This one’s for you, Mom.

Growing up, me and my mom were always close.  I was dragged initially for years, then eventually initiated going “garage saleing” with her every Saturday.  Shopping together was always an option, especially when both parties shared the same shoe size and the occasional same shirt size.  But in the way that life usually happens, moving out and getting married and all that jazz ended up in me and mom not seeing each other as much as we used to, let alone doing stuff together.
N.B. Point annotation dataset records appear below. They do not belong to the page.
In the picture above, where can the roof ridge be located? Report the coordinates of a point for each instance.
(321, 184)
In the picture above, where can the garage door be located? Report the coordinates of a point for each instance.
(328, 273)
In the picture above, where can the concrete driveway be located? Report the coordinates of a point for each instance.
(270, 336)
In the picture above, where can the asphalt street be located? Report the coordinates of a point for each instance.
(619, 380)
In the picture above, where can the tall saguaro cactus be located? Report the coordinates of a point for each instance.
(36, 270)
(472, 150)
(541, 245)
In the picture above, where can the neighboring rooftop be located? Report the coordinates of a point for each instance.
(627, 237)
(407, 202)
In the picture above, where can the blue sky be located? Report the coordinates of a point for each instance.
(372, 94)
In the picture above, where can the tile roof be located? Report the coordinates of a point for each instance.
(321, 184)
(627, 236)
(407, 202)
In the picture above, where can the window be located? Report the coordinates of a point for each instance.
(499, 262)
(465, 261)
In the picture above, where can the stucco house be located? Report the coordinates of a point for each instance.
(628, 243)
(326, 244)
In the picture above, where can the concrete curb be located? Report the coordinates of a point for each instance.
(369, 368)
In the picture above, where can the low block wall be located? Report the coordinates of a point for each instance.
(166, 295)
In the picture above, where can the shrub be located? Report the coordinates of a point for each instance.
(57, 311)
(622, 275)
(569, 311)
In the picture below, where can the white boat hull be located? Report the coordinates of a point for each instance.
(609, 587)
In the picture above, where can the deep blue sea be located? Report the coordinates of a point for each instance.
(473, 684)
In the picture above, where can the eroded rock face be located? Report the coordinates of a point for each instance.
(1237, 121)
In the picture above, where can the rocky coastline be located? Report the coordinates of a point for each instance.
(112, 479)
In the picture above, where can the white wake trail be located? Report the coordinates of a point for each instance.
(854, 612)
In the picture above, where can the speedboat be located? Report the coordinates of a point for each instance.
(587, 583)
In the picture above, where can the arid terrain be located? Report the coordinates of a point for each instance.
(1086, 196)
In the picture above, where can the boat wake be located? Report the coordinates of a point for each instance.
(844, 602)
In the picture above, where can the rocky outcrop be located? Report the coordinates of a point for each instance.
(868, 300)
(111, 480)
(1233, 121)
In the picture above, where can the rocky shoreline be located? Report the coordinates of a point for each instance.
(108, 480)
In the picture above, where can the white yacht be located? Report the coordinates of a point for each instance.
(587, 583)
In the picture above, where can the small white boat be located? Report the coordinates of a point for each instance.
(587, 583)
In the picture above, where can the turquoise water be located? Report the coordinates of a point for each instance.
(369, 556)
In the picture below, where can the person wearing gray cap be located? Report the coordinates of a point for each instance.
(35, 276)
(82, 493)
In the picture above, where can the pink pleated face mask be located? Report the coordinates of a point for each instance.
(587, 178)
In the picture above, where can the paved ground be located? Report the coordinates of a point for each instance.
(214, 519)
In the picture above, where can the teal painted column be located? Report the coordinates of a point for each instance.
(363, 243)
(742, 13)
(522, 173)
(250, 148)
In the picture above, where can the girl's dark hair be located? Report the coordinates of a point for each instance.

Back in 2011, I finally utilized my father’s multiple decades-worth of botany experience and asked him what sort of tree it was that I had over-reaching into my back yard.  I happily discovered that it was a mulberry tree – limb upon limb was covered in these tiny things that looked like Honey I Shrunk The Blackberries.  My trepidation in actually popping one into my mouth grew until I finally told myself that “what is life without risk?” and finally tried one (making sure my SO was not far away in case I started frothing at the mouth).  I was pleasantly surprised to find the small fruit sweet and a little tart, tasting like a cross between a blueberry and a blackberry.  Berries like these have a notoriously short shelf life, so I considered making something out of them.  A jelly, perhaps?

These are not good noms.

Me and jellies go way back (grammar be damned!).  I have vivid memories of making grape jelly with my mom in their tiny kitchen on my parents’ white electric stove when I was a teenager.  Mom put me in charge of cooking the fruit and pectin together…I’ll spare you the details and expletives, and tell you that it ended up with sticky, staining grape juice boiling over and getting on everything.  I still hear about that incident to this day.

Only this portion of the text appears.